In my March 10 interview with Jordan Bates, he mentioned this quotation from Carl Sagan, the brilliant scientist and communicator:
If you wish to make an apple pie from scratch, you must first invent the universe.
It’s one of the coolest things I’ve ever heard about the interconnectedness of everything—what Buddhism calls dependent origination. I haven’t been able to stop thinking about it.
My former teacher, the Vietnamese Zen master Thich Nhat Hanh, often said:
I think the word interbe should be in the dictionary. “To be” is to interbe. You cannot just be by yourself alone. You have to interbe with every other thing.

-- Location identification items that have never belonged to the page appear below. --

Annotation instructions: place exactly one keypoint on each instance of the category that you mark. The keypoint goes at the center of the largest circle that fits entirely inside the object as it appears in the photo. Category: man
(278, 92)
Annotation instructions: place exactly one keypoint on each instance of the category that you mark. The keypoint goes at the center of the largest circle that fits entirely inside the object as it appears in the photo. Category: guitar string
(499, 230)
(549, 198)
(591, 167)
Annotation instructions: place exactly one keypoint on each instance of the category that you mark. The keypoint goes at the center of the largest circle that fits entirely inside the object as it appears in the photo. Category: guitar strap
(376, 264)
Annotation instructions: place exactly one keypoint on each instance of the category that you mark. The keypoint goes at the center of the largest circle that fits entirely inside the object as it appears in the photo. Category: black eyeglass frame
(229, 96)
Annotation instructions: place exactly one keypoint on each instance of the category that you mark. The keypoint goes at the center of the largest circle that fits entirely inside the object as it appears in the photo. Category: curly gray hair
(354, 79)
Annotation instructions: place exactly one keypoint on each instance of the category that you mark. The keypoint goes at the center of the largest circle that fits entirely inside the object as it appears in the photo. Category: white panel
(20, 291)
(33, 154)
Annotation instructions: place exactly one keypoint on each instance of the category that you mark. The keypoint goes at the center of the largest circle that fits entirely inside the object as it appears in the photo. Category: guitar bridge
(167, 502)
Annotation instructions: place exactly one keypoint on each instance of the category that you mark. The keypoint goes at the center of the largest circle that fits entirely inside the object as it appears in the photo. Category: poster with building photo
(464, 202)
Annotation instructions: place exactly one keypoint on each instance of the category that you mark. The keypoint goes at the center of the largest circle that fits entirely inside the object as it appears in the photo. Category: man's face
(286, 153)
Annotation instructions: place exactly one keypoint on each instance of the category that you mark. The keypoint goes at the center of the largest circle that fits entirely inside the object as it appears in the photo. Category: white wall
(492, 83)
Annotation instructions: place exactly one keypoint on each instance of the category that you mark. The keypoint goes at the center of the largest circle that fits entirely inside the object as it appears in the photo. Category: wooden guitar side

He called the order he founded the Order of Interbeing.
I decided to research other quotations on the subject and share them in this blog post and podcast.
Here are two from Marcus Aurelius (121-180), Roman emperor and Stoic philosopher:
He who sees the present has seen all things.
And:
All things are linked with one another, and this oneness is sacred; there is nothing that is not interconnected with everything else.
From Martin Luther King, Jr.:
We are tied together in the single garment of destiny, caught in an inescapable network of mutuality.
From Japanese Buddhist leader Daisaku Ikeda:
Each form of life supports all others; together, they weave the grand web of life. Thus, there really is no happiness for oneself alone, no suffering that afflicts only others.
I especially like this one from the Indian mystic philosopher Osho, also known as Bhagwan Shree Rajneesh:
No one is superior, no one is inferior, but no one is equal either. People are simply unique, incomparable. You are you, I am I.
Don Miguel Ruiz, a spiritual guide and author, wrote:
When you recover your spiritual nature, you recover the universal laws, the nature that you had before the separation.
Another one I love, from Austrian-Israeli philosopher Martin Buber:
The world is not comprehensible, but it is embraceable: through the embracing of one of its beings.
Finally, I know there are many fake quotes attributed to Albert Einstein, but this one is real. It’s from a letter he wrote in 1950:
A human being is a part of the whole, called by us “Universe,” a part limited in time and space. He experiences himself, his thoughts and feelings as something separate from the rest—a kind of optical delusion of his consciousness. The striving to free oneself from this delusion is the one issue of true religion. Not to nourish it but to try to overcome it is the way to reach the attainable measure of peace of mind.
To close, here’s a quote from the Buddha in the Dhammapada as translated by Gil Fronsdal. It’s not about oneness. It’s about the value of briefly expressed wisdom:
Better than a thousand meaningless statements Is one meaningful word, Which, having been heard, Brings peace.